Platform and Hardware

Ubantu , GPU nvidait t2080ti * 1 , cmake 3.10.3

Additional Context

i use recipers/models/streaming_convents with my own data

vineelpratap commented 4 years ago

Hi, Could you also paste the arch file here.

joazoa commented 4 years ago

I have seen this a lot, the model will still be generated and work.

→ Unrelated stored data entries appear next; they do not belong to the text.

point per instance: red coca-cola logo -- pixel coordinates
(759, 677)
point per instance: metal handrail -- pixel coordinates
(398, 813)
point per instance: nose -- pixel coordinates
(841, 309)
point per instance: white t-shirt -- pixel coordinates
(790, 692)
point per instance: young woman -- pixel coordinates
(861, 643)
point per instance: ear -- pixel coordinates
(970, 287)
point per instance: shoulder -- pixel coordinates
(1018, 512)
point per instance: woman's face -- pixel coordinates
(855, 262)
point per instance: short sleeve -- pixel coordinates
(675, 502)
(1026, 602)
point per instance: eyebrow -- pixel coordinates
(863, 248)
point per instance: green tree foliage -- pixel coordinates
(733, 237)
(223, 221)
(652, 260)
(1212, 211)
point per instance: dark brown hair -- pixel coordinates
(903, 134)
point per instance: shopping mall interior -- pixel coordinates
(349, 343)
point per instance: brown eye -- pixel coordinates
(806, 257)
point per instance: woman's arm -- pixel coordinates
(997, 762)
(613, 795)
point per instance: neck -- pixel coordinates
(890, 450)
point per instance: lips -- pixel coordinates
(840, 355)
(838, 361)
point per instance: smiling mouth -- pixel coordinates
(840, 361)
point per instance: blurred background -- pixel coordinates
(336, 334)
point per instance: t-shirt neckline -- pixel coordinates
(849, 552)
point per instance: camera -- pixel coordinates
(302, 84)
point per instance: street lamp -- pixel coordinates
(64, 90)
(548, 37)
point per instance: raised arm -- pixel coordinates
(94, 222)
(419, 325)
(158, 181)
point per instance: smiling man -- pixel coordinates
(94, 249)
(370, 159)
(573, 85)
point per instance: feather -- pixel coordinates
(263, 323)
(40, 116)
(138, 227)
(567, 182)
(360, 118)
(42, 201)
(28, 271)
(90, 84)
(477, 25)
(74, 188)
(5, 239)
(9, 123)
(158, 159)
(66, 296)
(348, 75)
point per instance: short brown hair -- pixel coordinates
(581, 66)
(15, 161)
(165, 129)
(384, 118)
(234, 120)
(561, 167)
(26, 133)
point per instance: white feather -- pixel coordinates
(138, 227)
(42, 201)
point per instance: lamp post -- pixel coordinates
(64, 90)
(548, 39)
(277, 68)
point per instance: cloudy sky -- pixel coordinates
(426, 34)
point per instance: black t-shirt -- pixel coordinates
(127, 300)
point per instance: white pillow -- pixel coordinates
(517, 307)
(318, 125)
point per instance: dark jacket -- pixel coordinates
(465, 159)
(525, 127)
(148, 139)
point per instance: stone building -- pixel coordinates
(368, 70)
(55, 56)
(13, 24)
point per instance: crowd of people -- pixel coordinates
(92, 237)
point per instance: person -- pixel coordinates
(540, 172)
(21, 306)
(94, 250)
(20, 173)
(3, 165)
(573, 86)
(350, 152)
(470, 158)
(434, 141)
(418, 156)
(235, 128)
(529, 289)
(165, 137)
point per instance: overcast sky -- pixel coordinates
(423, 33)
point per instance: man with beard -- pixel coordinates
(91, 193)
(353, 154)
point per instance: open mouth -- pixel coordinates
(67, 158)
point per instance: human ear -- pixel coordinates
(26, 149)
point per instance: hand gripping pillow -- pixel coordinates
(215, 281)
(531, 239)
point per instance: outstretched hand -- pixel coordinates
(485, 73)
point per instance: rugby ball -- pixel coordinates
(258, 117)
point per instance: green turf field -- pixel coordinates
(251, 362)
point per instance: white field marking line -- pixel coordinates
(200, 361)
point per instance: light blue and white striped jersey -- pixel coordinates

LeonKennedy commented 4 years ago

arch file: V -1 NFEAT 1 0 SAUG 40 27 2 100 1.0 2 PD 0 5 3 C2 1 15 10 1 2 1 0 0 R DO 0.1 LN 1 2 TDS 15 9 40 0.1 0 1 0 TDS 15 9 40 0.1 0 1 0 PD 0 7 1 C2 15 19 10 1 2 1 0 0 R DO 0.1 LN 1 2 TDS 19 11 40 0.1 0 1 0 TDS 19 11 40 0.1 0 1 0 TDS 19 11 40 0.1 0 1 0 PD 0 10 0 C2 19 25 11 1 1 1 0 0 R DO 0.1 LN 1 2 TDS 25 11 40 0.1 0 0 0 TDS 25 11 40 0.1 0 0 0 TDS 25 11 40 0.1 0 0 0 TDS 25 11 40 0.1 0 0 0 RO 2 1 0 3 V 1000 -1 1 0 L 1000 NLABEL V NLABEL 0 -1 1

LeonKennedy commented 4 years ago

I have seen this a lot, the model will still be generated and work.

yes, I got acoustic_model.bin, tokens.txt, feature_extractor.bin and there are works. bug why occurring Serialization Error?

vineelpratap commented 4 years ago

Hi, The arch file looks good. The mismatch seems minimal - 10.137 vs 9.8056. So, it should be okay to use this. Note that the inference is run at fp16 precision and hence the difference. But, the model should be pretty robust to these errors.